Step in Erin’s big idea.
A detox. Of substantial proportions, and completely void of social networking in any way, shape or form. I need to quit, and develop healthy relationship habits again. So here is my grand plan.
I am going to quit Twitter AND Facebook, and any other forms of social networking, as of midnight tonight, for the next 21 days. In place of messages on walls, and tweets in a feed, I am going to call the people I want to speak to, giving me the opportunity to practice listening more; I am going to handwrite letters to people, as a loving way of saying ‘you are worth the time and effort of doing things the old fashioned way’. I am going to work harder at spending time with my friends and get to know them a lot better than I do.
This might not sound like a big thing to you, but for me I can assure you it’s HUGE. These things have been a crutch for me for far too long, and I want to see what my world without them – one where I actively seek to be the person, friend and colleague that people should have instead of a shell version of me – looks and feels like.
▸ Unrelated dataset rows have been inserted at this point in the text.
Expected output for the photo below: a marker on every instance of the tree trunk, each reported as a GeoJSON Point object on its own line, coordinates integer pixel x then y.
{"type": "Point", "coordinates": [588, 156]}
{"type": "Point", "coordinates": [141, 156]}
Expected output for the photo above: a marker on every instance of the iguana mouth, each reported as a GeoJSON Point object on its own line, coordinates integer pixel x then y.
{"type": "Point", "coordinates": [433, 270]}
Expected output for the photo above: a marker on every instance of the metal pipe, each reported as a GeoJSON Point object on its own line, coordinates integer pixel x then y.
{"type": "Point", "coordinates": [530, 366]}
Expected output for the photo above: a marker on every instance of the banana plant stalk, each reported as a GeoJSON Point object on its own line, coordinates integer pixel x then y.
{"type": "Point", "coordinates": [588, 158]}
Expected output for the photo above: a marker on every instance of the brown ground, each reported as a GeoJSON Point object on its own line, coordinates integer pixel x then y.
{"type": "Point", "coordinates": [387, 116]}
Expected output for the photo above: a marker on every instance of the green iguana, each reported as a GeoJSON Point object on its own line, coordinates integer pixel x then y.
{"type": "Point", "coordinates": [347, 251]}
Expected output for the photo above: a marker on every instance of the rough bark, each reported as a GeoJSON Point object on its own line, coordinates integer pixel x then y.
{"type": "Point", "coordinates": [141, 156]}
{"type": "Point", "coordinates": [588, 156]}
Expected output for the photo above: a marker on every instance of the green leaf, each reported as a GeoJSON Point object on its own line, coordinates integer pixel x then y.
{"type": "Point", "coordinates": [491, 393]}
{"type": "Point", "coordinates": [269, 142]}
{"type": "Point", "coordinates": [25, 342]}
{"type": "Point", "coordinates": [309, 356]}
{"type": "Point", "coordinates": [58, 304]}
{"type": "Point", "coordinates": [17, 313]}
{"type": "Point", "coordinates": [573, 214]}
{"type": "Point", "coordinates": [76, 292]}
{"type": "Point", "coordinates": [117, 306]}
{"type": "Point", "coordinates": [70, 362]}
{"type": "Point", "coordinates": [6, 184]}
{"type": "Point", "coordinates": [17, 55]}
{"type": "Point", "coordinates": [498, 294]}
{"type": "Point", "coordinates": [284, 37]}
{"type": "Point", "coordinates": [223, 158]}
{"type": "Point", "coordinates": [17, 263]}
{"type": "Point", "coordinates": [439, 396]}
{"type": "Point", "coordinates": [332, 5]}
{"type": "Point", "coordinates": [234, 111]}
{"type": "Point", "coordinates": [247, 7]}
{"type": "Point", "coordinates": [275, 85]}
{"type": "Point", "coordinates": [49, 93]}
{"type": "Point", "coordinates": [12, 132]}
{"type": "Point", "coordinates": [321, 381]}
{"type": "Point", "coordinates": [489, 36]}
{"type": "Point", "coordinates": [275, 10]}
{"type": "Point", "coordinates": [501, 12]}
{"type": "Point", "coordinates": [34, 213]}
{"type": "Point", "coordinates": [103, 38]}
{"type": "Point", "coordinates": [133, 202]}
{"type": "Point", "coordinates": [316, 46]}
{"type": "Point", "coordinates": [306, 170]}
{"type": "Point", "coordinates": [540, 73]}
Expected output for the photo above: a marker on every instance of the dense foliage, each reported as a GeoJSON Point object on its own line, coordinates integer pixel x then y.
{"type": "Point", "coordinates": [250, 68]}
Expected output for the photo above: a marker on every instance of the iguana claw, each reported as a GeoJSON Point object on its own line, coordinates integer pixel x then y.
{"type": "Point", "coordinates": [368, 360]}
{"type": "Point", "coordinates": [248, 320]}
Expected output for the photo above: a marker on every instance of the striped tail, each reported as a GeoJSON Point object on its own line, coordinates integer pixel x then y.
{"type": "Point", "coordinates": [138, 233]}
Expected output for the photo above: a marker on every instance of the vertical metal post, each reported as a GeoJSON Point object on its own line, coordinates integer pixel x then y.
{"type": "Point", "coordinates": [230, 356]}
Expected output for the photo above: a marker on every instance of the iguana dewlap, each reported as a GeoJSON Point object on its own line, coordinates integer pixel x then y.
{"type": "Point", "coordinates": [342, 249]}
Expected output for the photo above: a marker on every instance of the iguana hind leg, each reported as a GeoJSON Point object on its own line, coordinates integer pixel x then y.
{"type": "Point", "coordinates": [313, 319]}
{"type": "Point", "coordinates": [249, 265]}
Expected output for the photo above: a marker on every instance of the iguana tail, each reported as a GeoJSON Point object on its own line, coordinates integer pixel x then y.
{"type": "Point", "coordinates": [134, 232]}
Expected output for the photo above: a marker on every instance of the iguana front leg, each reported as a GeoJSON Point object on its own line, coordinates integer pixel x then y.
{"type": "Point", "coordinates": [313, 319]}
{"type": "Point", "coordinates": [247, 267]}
I’m going to be blogging my way through this 21 days, as I try to exist this way. As a more active person in the world around me. Not one who retweets the changes of others, but who effects change herself.
So, if you don’t hear from me for the next 21 days, that’s why. I’m not ignoring you ;)
But I could really use your encouragement with this. If you aren’t addicted to social networking, then you may think all of this sounds like a rather pointless exercise.
But my challenge to you is this: are you, even without your need to update a status every time you take a breath – are you being the change that you want to see in the world?
Today, this is what I’m starting. Actively.
Every day we are bombarded with images that display time and time again, often in graphic detail, how little care humans really have for each other on a mass scale. For all our spectacular abilities that have the power to put men on the moon, cure diseases, write inspiring tales, do wonderous things…to love…we still constantly show that left to our own devices, we so easily become lazy warmongers, who stir up when we feel wronged but sit back when the situation calls for endurance, courage and the will to stay the course til we have seen even time itself through.
I don’t know about you, but that’s not who I want to be.
That’s not a thankful life, and for whatever things in my world that drive me up the wall and around the bend, even things that hurt, I know that in reality I have more than I could ever possibly have dreamed.
I have no right not to live a thankful life.
And being thankful, means walking the talk.
About trying to be the person that does this well, I’m a bit nervous in all honesty.
But what was it that Confucius said.
That every great journey begins with a single step.
Well, here’s mine.
With this small giving up of a bad habit, this is where I need to start.
So this is what I am pledging.
I am pledging to be a better friend, by not being lazy in the way I care about and communicate with people.
I am promising to do things that help me, even if I don’t always get it right, to be the change in the world I want to see.
Whatever form that takes. Starting now.